SLi = {KF ₀ / m Σf _m0 ＋ KF ₁ / m Σf _m1 ＋ ・ ・ ・ KF _n / m Σf _mn } ・ KLP In addition, the weighting coefficient x used for the update calculation of the background level BGLi is set to the strength correction coefficient KLP. Set as a function. Specifically, the larger KLP is, the smaller the proportion including knocking vibration is. Therefore, the weighting coefficient x is set to a small value in order to increase the weight of KSi-SLi and calculate BGLi.

As described above, by using the intensity correction coefficient KLP, it is possible to detect the intensity change characteristic of knocking and perform knocking detection with higher accuracy.

In this embodiment, the intensity change correction coefficient KLP is set as a value for correcting the average level, but it may be set as a value for correcting the maximum level.

Further, in the embodiment shown above, the frequency contribution rate was obtained with high accuracy by searching from the three-dimensional map table with the cylinder and the engine speed as parameters, but in order to reduce the memory amount, the frequency contribution rate becomes the basic frequency contribution rate. The correction coefficient for correcting the variation for each cylinder may be multiplied by the correction coefficient for correcting the variation for each engine speed region to perform the correction. Further, the present invention includes the one in which the frequency contribution rate is set according to only one of the cylinders and the engine speed range, and it is possible to considerably improve the accuracy thereof.

<Effects of the Invention> As described above, according to the present invention, the intensities of a plurality of specific frequency components are corrected from the detection signal from the vibration sensor by using the frequency contribution rate set for each cylinder and each engine rotation region.

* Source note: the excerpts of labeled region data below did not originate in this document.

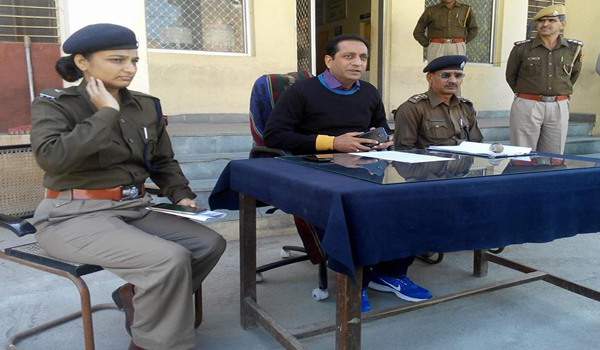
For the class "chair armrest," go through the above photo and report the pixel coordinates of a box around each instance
[0,214,37,237]
[250,146,292,158]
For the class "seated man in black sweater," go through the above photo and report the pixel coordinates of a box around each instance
[264,34,431,312]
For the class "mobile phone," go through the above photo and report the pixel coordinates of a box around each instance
[151,203,206,214]
[302,155,333,163]
[356,126,388,147]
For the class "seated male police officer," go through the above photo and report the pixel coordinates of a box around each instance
[31,24,225,350]
[394,55,483,150]
[265,34,431,312]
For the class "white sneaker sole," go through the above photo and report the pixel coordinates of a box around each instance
[369,282,428,302]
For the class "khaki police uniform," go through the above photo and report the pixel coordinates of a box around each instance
[394,88,483,150]
[31,82,225,349]
[413,1,477,62]
[506,35,583,154]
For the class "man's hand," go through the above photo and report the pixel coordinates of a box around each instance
[177,198,198,208]
[333,132,376,153]
[85,77,120,111]
[373,135,394,149]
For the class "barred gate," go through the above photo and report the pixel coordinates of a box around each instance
[296,0,313,72]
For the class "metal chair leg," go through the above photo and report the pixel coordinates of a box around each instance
[5,272,118,350]
[417,253,444,265]
[194,285,202,328]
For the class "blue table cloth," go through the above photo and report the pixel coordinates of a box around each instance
[209,158,600,279]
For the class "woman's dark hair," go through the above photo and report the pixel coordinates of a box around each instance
[54,53,92,83]
[325,34,371,57]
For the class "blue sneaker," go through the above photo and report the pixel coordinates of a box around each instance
[360,288,371,312]
[369,271,432,301]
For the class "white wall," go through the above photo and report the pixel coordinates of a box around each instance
[57,0,150,93]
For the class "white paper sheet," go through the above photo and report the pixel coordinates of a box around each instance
[428,141,531,158]
[146,207,227,222]
[350,151,454,163]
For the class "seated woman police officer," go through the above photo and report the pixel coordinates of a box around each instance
[31,24,225,350]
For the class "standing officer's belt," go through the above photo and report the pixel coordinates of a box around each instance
[429,38,465,44]
[46,185,146,201]
[517,94,569,102]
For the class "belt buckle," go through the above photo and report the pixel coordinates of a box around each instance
[541,95,556,102]
[121,186,140,200]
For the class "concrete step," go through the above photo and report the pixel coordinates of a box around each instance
[175,152,248,181]
[171,134,252,158]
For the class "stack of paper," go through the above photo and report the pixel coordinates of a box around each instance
[428,141,531,158]
[146,207,227,222]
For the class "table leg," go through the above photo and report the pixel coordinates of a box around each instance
[335,266,362,350]
[240,193,257,329]
[473,250,488,277]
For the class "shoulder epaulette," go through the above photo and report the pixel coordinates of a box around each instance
[129,90,160,100]
[408,94,429,103]
[457,96,473,106]
[567,39,583,47]
[515,39,531,46]
[40,89,72,102]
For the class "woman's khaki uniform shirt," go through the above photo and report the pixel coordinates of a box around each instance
[31,82,196,203]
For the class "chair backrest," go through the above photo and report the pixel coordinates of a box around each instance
[250,71,312,146]
[0,145,45,218]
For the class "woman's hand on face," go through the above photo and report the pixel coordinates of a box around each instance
[85,77,120,111]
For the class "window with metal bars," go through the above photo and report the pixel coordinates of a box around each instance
[527,0,566,38]
[145,0,247,53]
[423,0,496,63]
[0,0,58,43]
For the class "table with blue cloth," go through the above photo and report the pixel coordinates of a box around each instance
[209,151,600,349]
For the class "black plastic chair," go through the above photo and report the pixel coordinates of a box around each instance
[249,71,329,300]
[0,145,202,350]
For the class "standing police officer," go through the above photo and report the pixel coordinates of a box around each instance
[506,5,583,154]
[413,0,477,62]
[394,55,483,150]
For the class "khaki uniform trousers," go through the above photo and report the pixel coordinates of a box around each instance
[427,42,467,62]
[510,97,569,154]
[34,192,226,350]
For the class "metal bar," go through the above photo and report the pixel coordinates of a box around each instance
[485,253,538,273]
[377,0,385,96]
[194,285,203,328]
[473,250,488,277]
[245,298,306,350]
[0,24,58,29]
[239,193,257,329]
[0,5,58,11]
[0,34,58,38]
[24,35,35,102]
[335,266,362,350]
[0,15,58,20]
[68,275,96,350]
[544,275,600,301]
[5,303,120,350]
[292,271,548,339]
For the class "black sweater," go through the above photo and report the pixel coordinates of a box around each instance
[264,77,390,154]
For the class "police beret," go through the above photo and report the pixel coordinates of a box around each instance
[531,5,567,21]
[423,55,467,73]
[63,23,138,54]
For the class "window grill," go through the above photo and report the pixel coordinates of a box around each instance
[296,0,312,72]
[423,0,496,63]
[145,0,247,53]
[0,0,58,43]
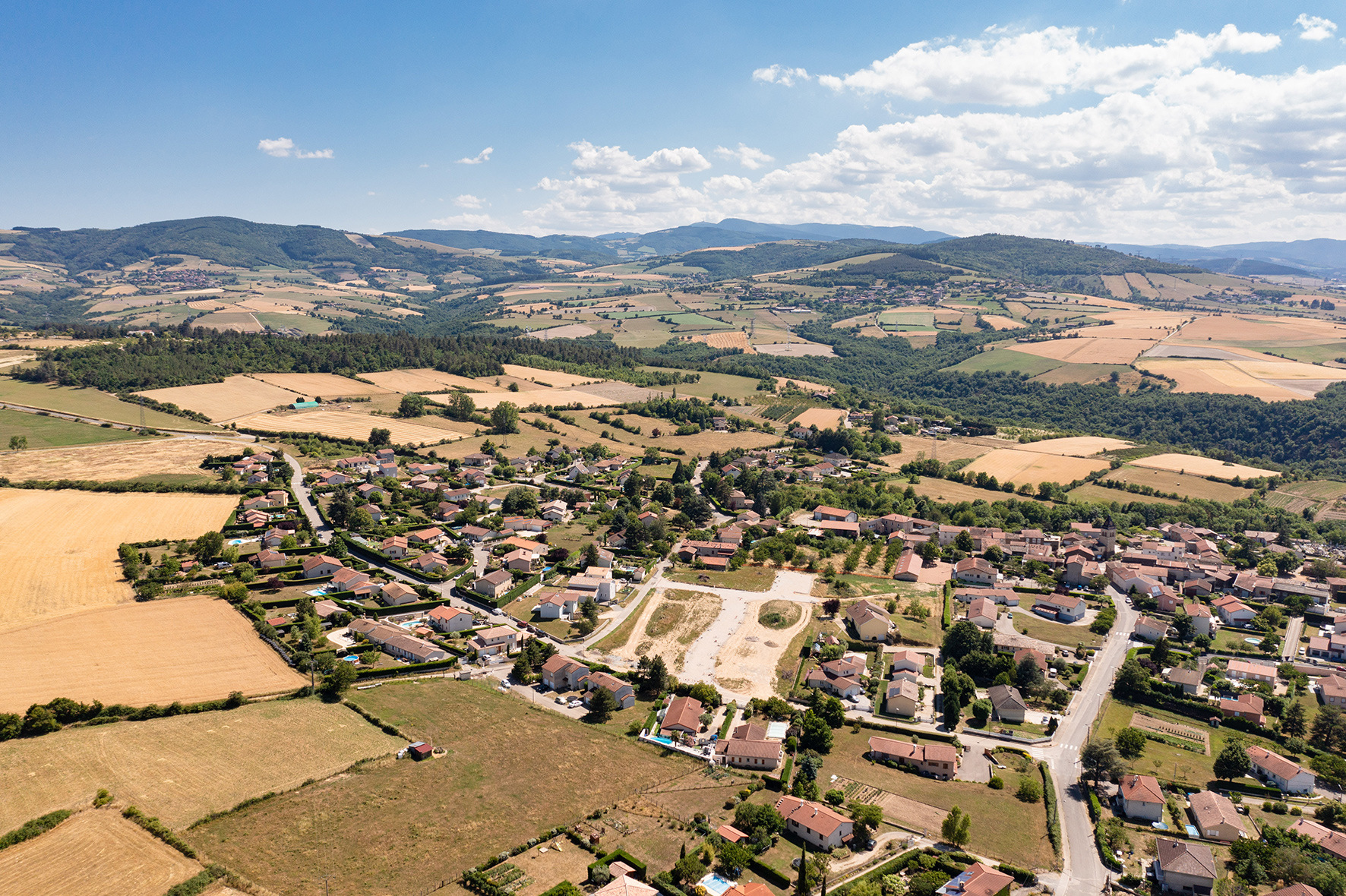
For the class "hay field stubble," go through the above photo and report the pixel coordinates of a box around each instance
[0,488,237,631]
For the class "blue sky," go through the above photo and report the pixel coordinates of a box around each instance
[0,0,1346,244]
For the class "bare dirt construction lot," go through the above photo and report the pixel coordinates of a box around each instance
[0,699,406,828]
[715,601,812,699]
[1130,455,1280,479]
[0,439,239,481]
[226,410,467,445]
[0,809,201,896]
[0,488,237,624]
[253,374,392,399]
[187,680,704,893]
[964,448,1107,486]
[136,374,303,421]
[614,588,722,673]
[0,596,308,713]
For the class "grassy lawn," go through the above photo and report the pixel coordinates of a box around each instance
[666,566,776,591]
[0,409,144,450]
[1013,610,1102,647]
[187,680,697,893]
[818,728,1055,868]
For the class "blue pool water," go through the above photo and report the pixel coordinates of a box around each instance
[697,873,734,896]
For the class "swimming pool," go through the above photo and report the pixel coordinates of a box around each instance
[696,872,734,896]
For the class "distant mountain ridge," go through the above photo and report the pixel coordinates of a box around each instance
[1104,238,1346,277]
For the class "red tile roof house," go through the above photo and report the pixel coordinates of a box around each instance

Since the knocking determination is performed using the value, there is an effect that the knocking determination accuracy can be increased as much as possible.

[Brief description of drawings]

FIG. 1 is a block diagram showing the configuration of the present invention, FIG. 2 is a system block diagram showing an embodiment of the present invention, FIG. 3 is a flowchart showing the contents of knocking detection control in the same embodiment, FIG. FIG. 5 is a time chart showing how intensity is sampled for each specific frequency component in the same embodiment, FIG. 6 is a diagram showing an example of a frequency spectrum in the same embodiment, and FIG. 7 is also for each frequency component. Stored frequency contribution ratio map table, 8th
FIG. 9 is a flowchart showing the contents of knocking detection control in another embodiment, and FIG. 9 is a block diagram showing an example of a conventional knocking detection device. 1 ... Knock sensor (vibration sensor), 2 ... A / D converter, 3 ... Comb filter, 4 ... Delay circuit, 5 ... Adder, 6a-6e ... Resonator, 7 ... Micro Computer, 8 ... Crank angle sensor

Claims (1)

[Claims] 1. A vibration sensor attached to an engine body for detecting engine vibration, a specific frequency component extracting means for extracting a plurality of specific frequency components from a detection signal of the vibration sensor, and an extraction by the specific frequency component extracting means. Intensity sampling means for sampling the intensities of the plurality of specified frequency components respectively within a predetermined section, and a frequency contribution rate that contributes to knocking of the specific frequency components for each specific frequency component at least for each cylinder and each engine speed region A frequency contribution rate setting unit that sets the intensity of a plurality of specific frequency components sampled by the intensity sampling unit with a corresponding frequency contribution rate set by the frequency contribution rate storage unit. Means and a knocker based on the intensities of the plurality of specific frequency components corrected by the intensity correcting means. Device for detecting knocking in an internal combustion engine, characterized in that it is configured to include a knock determining means for determining the presence or absence of grayed, the.